KeywordsAlamouti coding MIMO channels Scattering Channel estimation DPSS Wiener filter STBC STTD
High-quality channel state information (CSI) is essential for reliable performance of any practical communication system. The most popular approach is estimation via training sequences (pilots) which are periodically inserted into the data stream [1–3]. The receiver extracts pilot sequences and, relying on the knowledge of channel statistics, performs the estimation. For simulation purposes, Rayleigh fading channels with Jake’s spectrum  and real-valued auto-covariance function are usually assumed, for example in works [1–3, 5, 6]. This is the worst case scenario, since there is no preferable angle of arrival (AoA). Therefore, it leads to unnecessarily large amount of pilots needed for reliable estimation, which is inefficient. Moreover, practical channels usually exhibit non-symmetric spectrum and complex-valued auto-covariance functions. This work is focused on the estimation in a realistic urban environment. Hence, our goal is to account for a complex scenario, which describes scattering from one or more narrow clusters near the mobile, what results in the presence of diffusive components in received signal coming from particular AoA, and to provide qualitative analysis of estimation in different real-life scattering scenarios. Measurements show, that realistic spectrum could be represented as a sum of sub channels with a narrow and rectangular spectra [7, 8]. Therefore, we can assume that the signal spectrum can be approximated as a group of distinct rectangles (corresponding to different clusters) and not as a classical Jake’s bathtub shape. Such representation allows us to perform more practical analysis of communication link and obtain more sensible results of estimation quality.

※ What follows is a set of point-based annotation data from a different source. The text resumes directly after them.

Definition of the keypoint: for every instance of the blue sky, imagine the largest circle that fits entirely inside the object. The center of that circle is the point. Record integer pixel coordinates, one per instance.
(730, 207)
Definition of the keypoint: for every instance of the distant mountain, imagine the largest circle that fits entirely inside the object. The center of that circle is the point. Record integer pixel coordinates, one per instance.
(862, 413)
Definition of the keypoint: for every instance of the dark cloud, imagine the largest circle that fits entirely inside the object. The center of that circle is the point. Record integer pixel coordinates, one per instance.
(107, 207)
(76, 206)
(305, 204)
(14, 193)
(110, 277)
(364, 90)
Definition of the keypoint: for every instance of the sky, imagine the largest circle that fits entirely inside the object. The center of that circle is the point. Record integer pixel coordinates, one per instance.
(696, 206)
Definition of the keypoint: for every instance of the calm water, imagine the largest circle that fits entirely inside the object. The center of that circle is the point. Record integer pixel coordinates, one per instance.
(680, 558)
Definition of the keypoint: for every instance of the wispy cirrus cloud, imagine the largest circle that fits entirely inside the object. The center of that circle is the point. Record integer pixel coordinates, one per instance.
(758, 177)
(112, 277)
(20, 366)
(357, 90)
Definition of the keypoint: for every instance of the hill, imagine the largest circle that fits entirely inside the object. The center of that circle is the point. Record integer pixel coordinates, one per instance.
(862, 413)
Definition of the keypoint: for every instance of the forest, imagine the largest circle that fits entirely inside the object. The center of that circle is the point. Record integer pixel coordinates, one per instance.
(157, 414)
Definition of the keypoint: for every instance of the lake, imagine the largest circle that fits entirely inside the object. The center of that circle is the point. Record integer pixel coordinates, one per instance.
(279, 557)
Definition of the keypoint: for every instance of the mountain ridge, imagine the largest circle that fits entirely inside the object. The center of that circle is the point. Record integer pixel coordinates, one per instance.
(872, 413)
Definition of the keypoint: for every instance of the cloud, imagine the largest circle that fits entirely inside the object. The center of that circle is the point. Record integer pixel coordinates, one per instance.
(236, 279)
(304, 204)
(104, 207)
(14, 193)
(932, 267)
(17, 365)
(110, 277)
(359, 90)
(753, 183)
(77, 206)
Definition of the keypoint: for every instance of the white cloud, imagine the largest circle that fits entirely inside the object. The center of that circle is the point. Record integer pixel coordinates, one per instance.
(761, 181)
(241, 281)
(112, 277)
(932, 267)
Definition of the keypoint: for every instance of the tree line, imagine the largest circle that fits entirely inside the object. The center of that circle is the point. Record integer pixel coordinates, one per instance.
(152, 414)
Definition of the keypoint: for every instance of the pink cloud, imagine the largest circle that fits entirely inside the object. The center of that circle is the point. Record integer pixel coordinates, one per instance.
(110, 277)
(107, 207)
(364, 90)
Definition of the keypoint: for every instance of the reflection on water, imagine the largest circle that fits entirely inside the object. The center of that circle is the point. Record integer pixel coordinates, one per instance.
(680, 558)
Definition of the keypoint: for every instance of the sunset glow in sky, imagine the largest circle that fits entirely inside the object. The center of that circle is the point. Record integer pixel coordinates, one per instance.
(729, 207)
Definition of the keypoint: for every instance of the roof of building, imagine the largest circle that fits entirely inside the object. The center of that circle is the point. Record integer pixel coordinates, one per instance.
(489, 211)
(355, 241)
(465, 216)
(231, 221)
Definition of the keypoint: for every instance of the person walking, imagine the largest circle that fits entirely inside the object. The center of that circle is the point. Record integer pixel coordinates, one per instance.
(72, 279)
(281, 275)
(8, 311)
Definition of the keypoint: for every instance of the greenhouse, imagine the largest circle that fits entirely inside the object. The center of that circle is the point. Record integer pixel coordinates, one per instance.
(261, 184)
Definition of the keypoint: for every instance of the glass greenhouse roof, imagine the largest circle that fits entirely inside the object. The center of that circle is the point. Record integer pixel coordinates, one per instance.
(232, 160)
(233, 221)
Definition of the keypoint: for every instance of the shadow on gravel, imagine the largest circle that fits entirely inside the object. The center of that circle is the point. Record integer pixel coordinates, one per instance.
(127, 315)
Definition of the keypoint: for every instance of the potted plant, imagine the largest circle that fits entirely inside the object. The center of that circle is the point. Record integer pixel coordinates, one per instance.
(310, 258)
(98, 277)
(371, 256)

Channel basis expansion models (BEM) recently gained attention due to simplicity of their implementation . For example, some models describing Jake’s spectrum include complex-exponential BEM  or polynomial BEM . Discrete Karhunen-Loeve BEM is optimal in mean square error (MSE) sense [11, 12]. In this expansion, optimal set of basis functions depends on the spectrum shape. It was shown in [11, 13] that for a rectangular-shaped spectrum, a set of discrete prolate spheroidal sequences (DPSS) is optimal. Moreover, with the assumption that the spectrum can be approximated as an aggregate of rectangles, DPSS would provide a universal basis expansion. The channel model we use is described by a four-dimensional tensor of MDPSS representing channel response . By modulation of the bandwidth of a set of DPSS, we achieve different scattering scenarios with parameters defined by theoretical models or/and measurements .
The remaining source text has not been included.